Proliferation Assays-- Conventional 72-h [3H]thymidine incorporation assays were performed using triplicate cultures of 5 × 104 cells per sample. Cells were incubated for the indicated time period with the indicated amount of factor. 1 µCi of [3H]thymidine was added for the last 4 h of incubation. Data are expressed as a percentage of [3H]thymidine incorporation of cells treated with 10 nM IL-2.

Apoptosis Assays-- 5-10 × 106 cells were incubated for 24 h in medium without IL-2, or stimulated with 10 nM IL-2, 50 units/ml EPO, or 1 µM dexamethasone (Sigma), respectively. Cells were harvested, washed with phosphate-buffered saline, and immediately used for staining. Staining with fluorescein isothiocyanate-conjugated annexin 5 and propidium iodide was performed using the ApoAlert kit (CLONTECH). Samples were analyzed on a Becton Dickinson FACScan. The percentage of dead (annexin 5- and propidium iodine-positive cells) and actively dying cells (annexin 5-positive and propidium iodide-negative) was determined by gating on the intact cell population, excluding cellular debris.

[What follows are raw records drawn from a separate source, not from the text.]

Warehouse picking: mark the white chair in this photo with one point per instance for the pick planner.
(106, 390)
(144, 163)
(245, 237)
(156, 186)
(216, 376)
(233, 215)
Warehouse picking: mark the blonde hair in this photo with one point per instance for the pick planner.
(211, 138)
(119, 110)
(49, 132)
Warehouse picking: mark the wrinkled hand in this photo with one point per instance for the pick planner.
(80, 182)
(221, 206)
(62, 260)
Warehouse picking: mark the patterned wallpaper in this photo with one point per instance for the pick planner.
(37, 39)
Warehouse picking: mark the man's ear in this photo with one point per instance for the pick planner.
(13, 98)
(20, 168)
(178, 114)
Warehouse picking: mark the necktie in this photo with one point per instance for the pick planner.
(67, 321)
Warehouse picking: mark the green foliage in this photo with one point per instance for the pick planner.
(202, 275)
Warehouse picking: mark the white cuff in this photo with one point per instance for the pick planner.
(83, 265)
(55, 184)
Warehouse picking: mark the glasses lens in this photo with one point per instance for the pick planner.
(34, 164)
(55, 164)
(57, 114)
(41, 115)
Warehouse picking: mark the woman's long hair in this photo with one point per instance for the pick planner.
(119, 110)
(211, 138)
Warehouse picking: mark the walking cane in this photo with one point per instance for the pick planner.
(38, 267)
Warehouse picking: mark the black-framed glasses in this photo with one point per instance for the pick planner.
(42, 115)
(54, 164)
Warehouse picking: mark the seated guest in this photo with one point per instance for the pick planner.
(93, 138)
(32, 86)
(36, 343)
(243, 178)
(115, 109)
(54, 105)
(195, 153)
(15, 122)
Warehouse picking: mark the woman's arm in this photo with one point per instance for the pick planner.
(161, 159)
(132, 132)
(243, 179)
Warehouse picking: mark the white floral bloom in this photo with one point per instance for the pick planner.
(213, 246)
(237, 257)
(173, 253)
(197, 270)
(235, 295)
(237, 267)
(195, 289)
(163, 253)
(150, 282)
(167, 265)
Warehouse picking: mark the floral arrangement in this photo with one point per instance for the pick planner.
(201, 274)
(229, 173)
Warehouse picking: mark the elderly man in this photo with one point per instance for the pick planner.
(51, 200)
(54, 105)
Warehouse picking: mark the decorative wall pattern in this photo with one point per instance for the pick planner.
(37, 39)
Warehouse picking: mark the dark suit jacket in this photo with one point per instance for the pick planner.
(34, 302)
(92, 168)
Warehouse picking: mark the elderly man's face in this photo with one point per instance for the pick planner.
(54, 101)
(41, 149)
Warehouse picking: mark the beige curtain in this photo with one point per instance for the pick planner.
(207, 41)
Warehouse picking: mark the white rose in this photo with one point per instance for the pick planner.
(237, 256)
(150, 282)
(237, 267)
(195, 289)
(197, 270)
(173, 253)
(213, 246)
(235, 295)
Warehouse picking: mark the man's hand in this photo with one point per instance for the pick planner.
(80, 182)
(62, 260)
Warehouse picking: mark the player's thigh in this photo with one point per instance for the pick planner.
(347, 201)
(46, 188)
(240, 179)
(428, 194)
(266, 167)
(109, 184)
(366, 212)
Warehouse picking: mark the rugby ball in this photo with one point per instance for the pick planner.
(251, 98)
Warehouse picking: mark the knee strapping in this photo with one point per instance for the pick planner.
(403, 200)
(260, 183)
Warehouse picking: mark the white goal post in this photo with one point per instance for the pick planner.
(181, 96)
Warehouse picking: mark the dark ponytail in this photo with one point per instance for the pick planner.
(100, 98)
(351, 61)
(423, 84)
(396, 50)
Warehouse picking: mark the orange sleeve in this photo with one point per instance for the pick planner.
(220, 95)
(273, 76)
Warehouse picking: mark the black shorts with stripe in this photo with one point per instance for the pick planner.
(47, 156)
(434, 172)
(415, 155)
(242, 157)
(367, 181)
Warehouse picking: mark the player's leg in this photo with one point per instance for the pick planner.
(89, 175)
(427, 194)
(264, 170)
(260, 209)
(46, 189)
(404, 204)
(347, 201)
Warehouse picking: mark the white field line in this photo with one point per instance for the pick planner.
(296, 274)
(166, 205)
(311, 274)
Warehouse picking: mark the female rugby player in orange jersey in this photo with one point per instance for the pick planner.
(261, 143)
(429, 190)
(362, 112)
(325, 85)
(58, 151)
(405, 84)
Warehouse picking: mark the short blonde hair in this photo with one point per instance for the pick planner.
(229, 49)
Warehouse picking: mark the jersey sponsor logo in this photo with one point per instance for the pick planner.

Electrophoretic Mobility Shift Assays (EMSA)-- 20-40 × 106 cells were rested in serum-free medium containing 1% bovine serum albumin for 4 h and stimulated as described for 10 min (COS-7, U4A, U1A) or 15 min (HT-2). Cells were lysed, and nuclear extracts were prepared as described previously (26).

DNA binding studies were performed with 1 × 105 cpm of probe, 3 µg of poly(dI-dC) (Boehringer Mannheim) and the indicated amounts of nuclear extracts on a nondenaturing 5% polyacrylamide gel. The IgG Fc receptor STAT response element (Fcgamma R1) was end-labeled with [gamma -32P]dATP (Amersham Corp.) and polynucleotide kinase (New England Biolabs). Preincubations with different antibodies were performed in the absence of poly(dI-dC) and binding buffer for 45 min on ice prior to initiation of the binding reaction by addition of labeled probe.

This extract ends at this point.